Bernstein Polynomial Model for Nonparametric Multivariate Density

TL;DR

This paper introduces a Bernstein polynomial approach for nonparametric multivariate density estimation, demonstrating near-parametric convergence rates and superior performance over kernel methods through simulations and real data application.

Contribution

The paper develops a Bernstein polynomial model for multivariate density estimation, including an EM algorithm for maximum likelihood estimation and a change-point method for selecting model complexity.

Findings

Near-parametric convergence rate in mean χ²-divergence.

Outperforms kernel density estimates in finite samples.

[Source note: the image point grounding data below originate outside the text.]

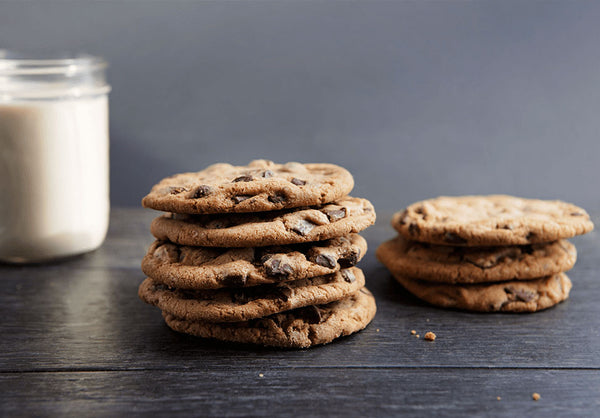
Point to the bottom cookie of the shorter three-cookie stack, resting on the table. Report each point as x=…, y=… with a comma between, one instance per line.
x=510, y=296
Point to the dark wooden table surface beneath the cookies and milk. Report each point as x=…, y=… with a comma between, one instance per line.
x=76, y=340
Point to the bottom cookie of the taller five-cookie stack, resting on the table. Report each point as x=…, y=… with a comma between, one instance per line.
x=300, y=328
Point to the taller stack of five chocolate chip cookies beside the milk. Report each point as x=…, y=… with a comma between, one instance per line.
x=263, y=254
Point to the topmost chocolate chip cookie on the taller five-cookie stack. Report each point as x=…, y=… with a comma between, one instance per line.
x=260, y=186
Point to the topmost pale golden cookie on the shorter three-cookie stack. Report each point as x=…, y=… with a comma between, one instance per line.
x=490, y=220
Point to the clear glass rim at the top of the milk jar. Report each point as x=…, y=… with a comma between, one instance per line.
x=12, y=63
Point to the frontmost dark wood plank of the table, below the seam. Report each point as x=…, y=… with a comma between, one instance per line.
x=304, y=392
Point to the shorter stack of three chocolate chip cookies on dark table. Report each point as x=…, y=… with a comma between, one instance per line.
x=485, y=253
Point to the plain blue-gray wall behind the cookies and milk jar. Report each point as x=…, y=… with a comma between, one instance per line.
x=417, y=99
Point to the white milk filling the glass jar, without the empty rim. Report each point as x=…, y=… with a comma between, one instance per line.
x=54, y=176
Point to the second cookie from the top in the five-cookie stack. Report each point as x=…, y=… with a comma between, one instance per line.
x=345, y=216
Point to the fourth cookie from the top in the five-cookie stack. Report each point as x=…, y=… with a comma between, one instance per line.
x=234, y=305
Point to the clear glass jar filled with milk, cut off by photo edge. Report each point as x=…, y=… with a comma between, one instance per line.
x=54, y=197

Comparable to parametric methods in accuracy.

Abstract

In this paper, we study the Bernstein polynomial model for estimating the multivariate distribution functions and densities with bounded support. As a mixture model of multivariate beta distributions, the maximum (approximate) likelihood estimate can be obtained using EM algorithm. A change-point method of choosing optimal degrees of the proposed Bernstein polynomial model is presented. Under some conditions the optimal rate of convergence in the mean $\chi^2$-divergence of new density estimator is shown to be nearly parametric. The method is illustrated by an application to a real data set. Finite sample performance of the proposed method is also investigated by simulation study and is shown to be much better than the kernel density estimate but close to the parametric ones.